OSDS Workshop

Abstracts

Thomas Lumley (Department of Statistics, University of Auckland)

Talk title: Data Science: Will Computing and Informatics Eat Our Lunch Now?

Abstract: Mainstream statistics ignored computing for many years, so that students were taught to handle infinite N, but not N of a million. Practical estimation of conditional probabilities and conditional distributions in large data sets was often left to computer science and informatics. Although statistics started behind, we are catching up: many individual statisticians and some statistics departments are taking computing seriously. More importantly, applied statistics has a long tradition of understanding how to formulate questions: large-scale empirical data can tell you a lot of things, but not what your question is. I will talk about what statistics needs to do to avoid being left behind, but also what we have to offer. In particular, we understand sampling and understand interpretation and implications of models, which are helpful in avoiding Pointless, Creepy, or Evil data science. This is an update of the 2015 Lancaster Lecture.

Golbon Zakeri (Department of Engineering Science, University of Auckland)

Talk title: Analytics, optimization and economics of rain, wind and weather for the NZEM

Abstract: New Zealand has one of the pioneer electricity markets in the world and in many instances it is looked upon to inform the development of regulation for electricity markets in other jurisdictions. In this talk we will provide an overview of a number of operations research and data analytics projects we have undertaken towards efficiency of the New Zealand Electricity Market (NZEM).

Tim Robinson (Department Statistics, University of Wyoming)

Talk title: A Case Study in Data Science: Mobilizing Data for the Monitoring of Native Grass Composition in the Prairie Pothole Region

Abstract: The Prairie Pothole Region (PPR) is a 715,000 km² area in North America that is filled with wetlands, hills, and lakes formed by glaciers as they melted and moved through the area more than 10,000 years ago (https://en.wikipedia.org/wiki/Prairie_Pothole_Region). Over the last century, much of the acreage in the PPR has been converted to agricultural use. It is estimated that nearly half of the potholes have been drained for agricultural use and in some areas, nearly 90% of the potholes have disappeared. Effective management for conservation requires data informed decision making and subsequent policy development within a complex system. For data to be of value for conservation efforts, thought must be placed into the workflow required to effectively mobilize the data to decision makers. This talk will provide an overview of the workflow process being used to mobilize data for decision making for conservation managers tasked with adaptive management of the PPR. As part of this talk, I will also discuss the importance of placing careful thought into the sampling design (selection of sampling units as well as a power analysis for trend detection) used for monitoring native prairie health objectives.

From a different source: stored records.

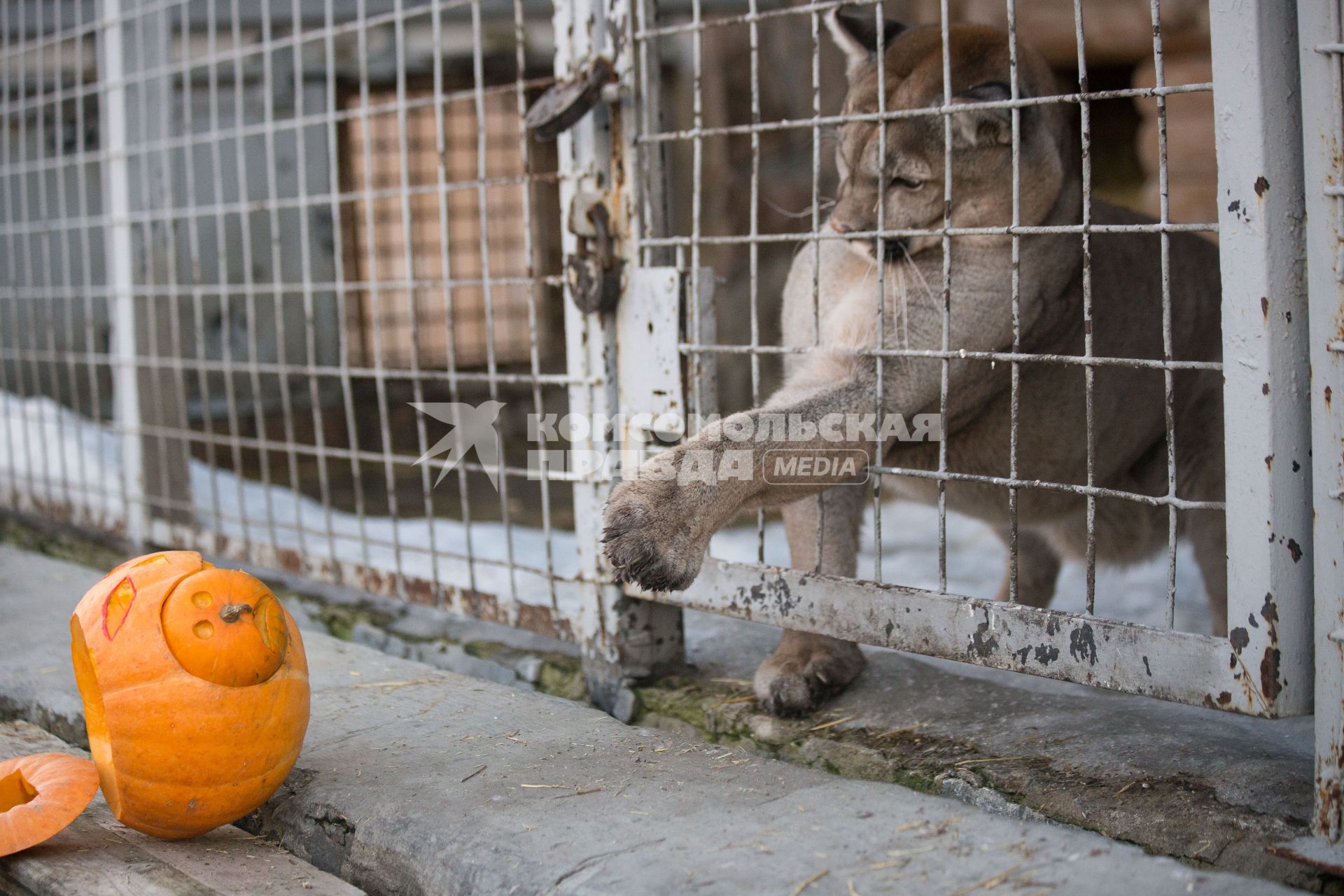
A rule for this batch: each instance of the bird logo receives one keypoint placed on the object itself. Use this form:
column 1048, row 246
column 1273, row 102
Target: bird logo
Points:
column 472, row 428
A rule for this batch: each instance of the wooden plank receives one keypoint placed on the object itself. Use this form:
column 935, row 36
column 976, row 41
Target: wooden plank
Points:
column 100, row 855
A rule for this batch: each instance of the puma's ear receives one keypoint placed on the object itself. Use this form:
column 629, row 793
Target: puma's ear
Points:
column 983, row 127
column 855, row 31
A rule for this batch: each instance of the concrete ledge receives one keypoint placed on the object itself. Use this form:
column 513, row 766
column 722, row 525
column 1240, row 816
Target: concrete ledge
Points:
column 416, row 780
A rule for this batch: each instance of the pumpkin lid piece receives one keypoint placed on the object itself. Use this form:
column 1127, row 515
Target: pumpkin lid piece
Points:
column 41, row 796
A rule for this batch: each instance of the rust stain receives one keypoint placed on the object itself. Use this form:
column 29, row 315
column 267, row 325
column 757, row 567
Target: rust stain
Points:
column 1270, row 685
column 981, row 643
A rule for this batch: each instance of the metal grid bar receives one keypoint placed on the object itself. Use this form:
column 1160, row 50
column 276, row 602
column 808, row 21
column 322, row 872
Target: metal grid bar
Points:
column 1322, row 58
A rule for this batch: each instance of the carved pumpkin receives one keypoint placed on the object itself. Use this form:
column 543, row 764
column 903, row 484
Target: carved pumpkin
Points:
column 195, row 692
column 39, row 796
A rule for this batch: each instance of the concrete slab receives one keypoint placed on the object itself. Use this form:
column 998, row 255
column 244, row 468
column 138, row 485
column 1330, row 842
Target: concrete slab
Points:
column 99, row 855
column 1184, row 780
column 414, row 780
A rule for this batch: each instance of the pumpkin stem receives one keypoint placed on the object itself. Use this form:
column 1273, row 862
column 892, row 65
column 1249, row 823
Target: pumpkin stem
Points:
column 233, row 612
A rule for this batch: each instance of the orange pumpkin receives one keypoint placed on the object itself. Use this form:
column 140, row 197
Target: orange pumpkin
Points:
column 39, row 796
column 195, row 691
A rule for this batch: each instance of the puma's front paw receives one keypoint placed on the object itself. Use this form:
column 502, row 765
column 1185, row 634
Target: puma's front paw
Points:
column 804, row 672
column 652, row 536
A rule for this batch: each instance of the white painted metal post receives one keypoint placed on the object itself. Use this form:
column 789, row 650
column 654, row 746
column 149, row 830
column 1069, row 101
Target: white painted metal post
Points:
column 622, row 638
column 1265, row 358
column 1322, row 43
column 121, row 276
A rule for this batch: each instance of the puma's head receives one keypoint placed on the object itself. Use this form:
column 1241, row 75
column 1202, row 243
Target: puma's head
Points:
column 910, row 176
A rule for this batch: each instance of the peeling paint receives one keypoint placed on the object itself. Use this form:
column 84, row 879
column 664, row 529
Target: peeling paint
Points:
column 1082, row 645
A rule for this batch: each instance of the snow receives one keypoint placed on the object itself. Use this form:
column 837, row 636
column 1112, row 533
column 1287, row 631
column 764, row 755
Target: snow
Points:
column 50, row 454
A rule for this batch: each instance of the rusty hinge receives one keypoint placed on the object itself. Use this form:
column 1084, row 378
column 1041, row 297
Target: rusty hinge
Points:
column 566, row 102
column 594, row 270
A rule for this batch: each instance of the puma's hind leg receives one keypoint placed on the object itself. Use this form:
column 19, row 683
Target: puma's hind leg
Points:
column 1038, row 570
column 806, row 669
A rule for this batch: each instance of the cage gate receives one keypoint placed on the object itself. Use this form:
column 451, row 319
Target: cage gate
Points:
column 1262, row 668
column 257, row 261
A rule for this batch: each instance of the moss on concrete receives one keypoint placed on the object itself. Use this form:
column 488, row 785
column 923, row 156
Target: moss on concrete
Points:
column 562, row 676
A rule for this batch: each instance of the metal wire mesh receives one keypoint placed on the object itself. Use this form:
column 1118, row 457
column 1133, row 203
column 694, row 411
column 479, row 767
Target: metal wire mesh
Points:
column 238, row 241
column 724, row 121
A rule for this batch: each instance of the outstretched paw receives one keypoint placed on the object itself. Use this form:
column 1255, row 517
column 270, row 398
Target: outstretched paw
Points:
column 796, row 680
column 650, row 539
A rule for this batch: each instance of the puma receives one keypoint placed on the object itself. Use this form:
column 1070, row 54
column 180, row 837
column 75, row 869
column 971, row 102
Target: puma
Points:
column 660, row 522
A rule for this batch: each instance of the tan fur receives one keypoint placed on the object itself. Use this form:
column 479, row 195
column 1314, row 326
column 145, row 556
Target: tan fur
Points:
column 659, row 528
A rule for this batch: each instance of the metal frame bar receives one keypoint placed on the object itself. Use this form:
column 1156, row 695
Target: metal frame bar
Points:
column 1266, row 372
column 1322, row 55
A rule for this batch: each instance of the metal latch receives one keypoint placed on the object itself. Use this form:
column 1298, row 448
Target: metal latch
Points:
column 594, row 270
column 566, row 102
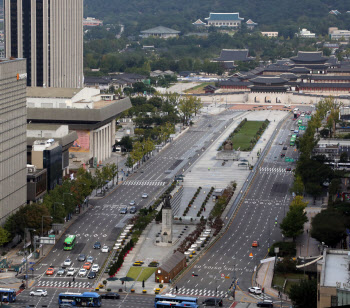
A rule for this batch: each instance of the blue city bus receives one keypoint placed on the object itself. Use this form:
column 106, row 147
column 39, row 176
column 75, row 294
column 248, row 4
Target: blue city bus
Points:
column 166, row 304
column 8, row 295
column 175, row 299
column 86, row 299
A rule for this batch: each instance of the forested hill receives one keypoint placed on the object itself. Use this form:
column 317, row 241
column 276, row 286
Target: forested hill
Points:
column 179, row 14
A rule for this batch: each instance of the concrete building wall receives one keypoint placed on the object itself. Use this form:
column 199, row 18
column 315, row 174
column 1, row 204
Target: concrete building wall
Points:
column 60, row 40
column 13, row 140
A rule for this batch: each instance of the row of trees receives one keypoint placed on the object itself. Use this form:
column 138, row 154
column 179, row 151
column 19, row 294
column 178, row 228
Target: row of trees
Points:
column 58, row 204
column 311, row 173
column 190, row 53
column 292, row 224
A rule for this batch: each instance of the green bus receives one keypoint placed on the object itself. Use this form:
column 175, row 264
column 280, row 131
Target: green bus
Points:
column 69, row 242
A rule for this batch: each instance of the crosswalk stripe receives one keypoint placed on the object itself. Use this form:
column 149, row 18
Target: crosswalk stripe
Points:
column 144, row 183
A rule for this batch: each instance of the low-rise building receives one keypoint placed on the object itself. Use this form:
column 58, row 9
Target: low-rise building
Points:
column 160, row 32
column 337, row 34
column 230, row 20
column 270, row 34
column 306, row 34
column 228, row 57
column 333, row 271
column 92, row 22
column 86, row 111
column 251, row 24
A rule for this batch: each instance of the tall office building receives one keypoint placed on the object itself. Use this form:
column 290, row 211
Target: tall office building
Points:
column 13, row 138
column 49, row 34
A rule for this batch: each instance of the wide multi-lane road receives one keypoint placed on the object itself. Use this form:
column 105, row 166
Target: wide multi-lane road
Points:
column 103, row 221
column 266, row 201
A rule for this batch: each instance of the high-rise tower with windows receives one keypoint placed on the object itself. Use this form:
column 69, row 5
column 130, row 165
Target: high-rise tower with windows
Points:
column 49, row 34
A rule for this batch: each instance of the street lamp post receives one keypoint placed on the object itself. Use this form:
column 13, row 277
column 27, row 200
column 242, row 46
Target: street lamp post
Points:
column 25, row 252
column 64, row 194
column 42, row 233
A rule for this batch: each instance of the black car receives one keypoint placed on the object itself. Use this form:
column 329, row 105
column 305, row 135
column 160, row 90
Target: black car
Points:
column 97, row 245
column 111, row 295
column 81, row 257
column 213, row 302
column 265, row 303
column 92, row 275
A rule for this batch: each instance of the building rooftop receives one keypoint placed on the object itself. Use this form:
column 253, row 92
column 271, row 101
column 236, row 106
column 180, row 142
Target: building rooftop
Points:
column 224, row 16
column 335, row 270
column 170, row 263
column 269, row 80
column 234, row 55
column 309, row 56
column 160, row 30
column 52, row 92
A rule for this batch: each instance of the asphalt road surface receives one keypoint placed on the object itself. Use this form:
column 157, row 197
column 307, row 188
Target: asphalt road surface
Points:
column 265, row 204
column 103, row 221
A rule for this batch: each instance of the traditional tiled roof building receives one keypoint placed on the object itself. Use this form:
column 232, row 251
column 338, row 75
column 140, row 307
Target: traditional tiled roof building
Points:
column 161, row 32
column 228, row 57
column 251, row 24
column 231, row 20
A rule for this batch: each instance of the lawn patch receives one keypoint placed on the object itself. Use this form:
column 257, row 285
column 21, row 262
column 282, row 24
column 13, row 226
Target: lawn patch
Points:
column 134, row 272
column 247, row 134
column 198, row 89
column 146, row 273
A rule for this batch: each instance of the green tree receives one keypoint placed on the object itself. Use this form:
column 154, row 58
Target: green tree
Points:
column 297, row 204
column 197, row 105
column 344, row 157
column 129, row 162
column 126, row 142
column 304, row 294
column 5, row 236
column 292, row 224
column 114, row 172
column 328, row 226
column 298, row 186
column 187, row 108
column 137, row 152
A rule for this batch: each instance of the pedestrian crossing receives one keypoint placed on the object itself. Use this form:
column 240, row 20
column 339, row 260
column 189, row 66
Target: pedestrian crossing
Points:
column 197, row 292
column 273, row 170
column 144, row 183
column 260, row 297
column 64, row 284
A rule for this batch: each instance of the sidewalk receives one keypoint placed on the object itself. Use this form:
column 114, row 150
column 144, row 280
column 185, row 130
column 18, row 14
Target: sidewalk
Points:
column 264, row 280
column 10, row 280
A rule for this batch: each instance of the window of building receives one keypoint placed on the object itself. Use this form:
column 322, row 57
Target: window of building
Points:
column 334, row 301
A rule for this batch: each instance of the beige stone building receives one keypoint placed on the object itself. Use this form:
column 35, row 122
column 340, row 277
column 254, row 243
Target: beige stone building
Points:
column 86, row 111
column 333, row 287
column 49, row 34
column 13, row 120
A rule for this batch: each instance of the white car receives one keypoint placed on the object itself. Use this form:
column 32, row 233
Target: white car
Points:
column 67, row 262
column 254, row 290
column 38, row 293
column 95, row 268
column 105, row 249
column 70, row 272
column 82, row 272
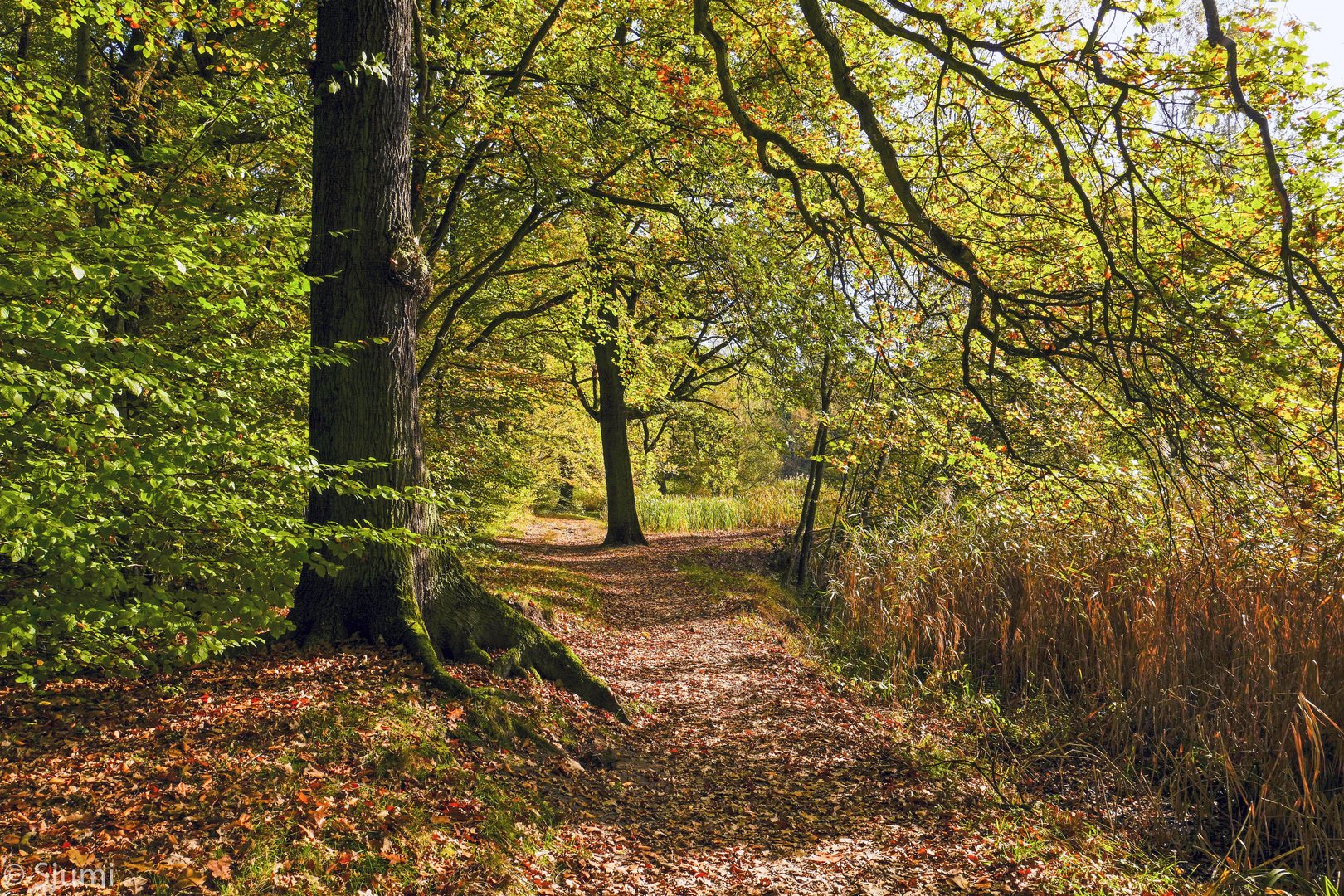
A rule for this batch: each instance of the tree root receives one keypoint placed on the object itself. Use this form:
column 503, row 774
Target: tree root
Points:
column 426, row 602
column 465, row 622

Miriam Hodge (Faculty of Agriculture and Life Sciences, Lincoln University)

Talk title: Avoiding extreme outcomes in transport

Abstract: Goods can experience a wide variety of conditions during transport. The conditions that the goods experience result from the interaction localised conditions inside the vehicle and external environmental conditions. Once an extreme outcome, such as the death of livestock, has occurred it is not possible to recover the goods. The first objective of this study is to identify the thresholds for extreme conditions. The second objective is to determine conditions under our control that can be altered to avoid extreme conditions before they occur.

Kourosh Neshatian (Computer Science and Software Engineering, University of Canterbury)

Talk title: Which learning algorithm is best?

Abstract: When reading the literature or exploring software libraries on supervised machine learning, one often sees a wide spectrum of algorithms ranging from those that produce linear models or decision trees to Support Vector Machines and deep learning. One natural question to ask is whether there is any (partial) order between these algorithms, particularly from the perspective of optimisation or generalisation over large classes of problems. In this talk we review a few formal frameworks that try to address this question.

Blair Robertson (Department of Mathematics and Statistics, University of Canterbury)

Talk title: Connections between local non-smooth optimization and global optimization

Abstract: In this talk, we show that there is a connection between local non-smooth optimization and global optimization. This connection is then used to define an algorithm for non-smooth local optimization. The method forms a partition on the search region using training observations and classification trees. The partition defines regions where the objective function is relatively low based on observed values. Further points are selected from these low regions, before a new partition is formed. Alternating between partition and sampling phases provides an effective method for local optimization. The sequence of iterates generated by the algorithm can be shown to converge to an essential local minimizer with probability one under mild conditions.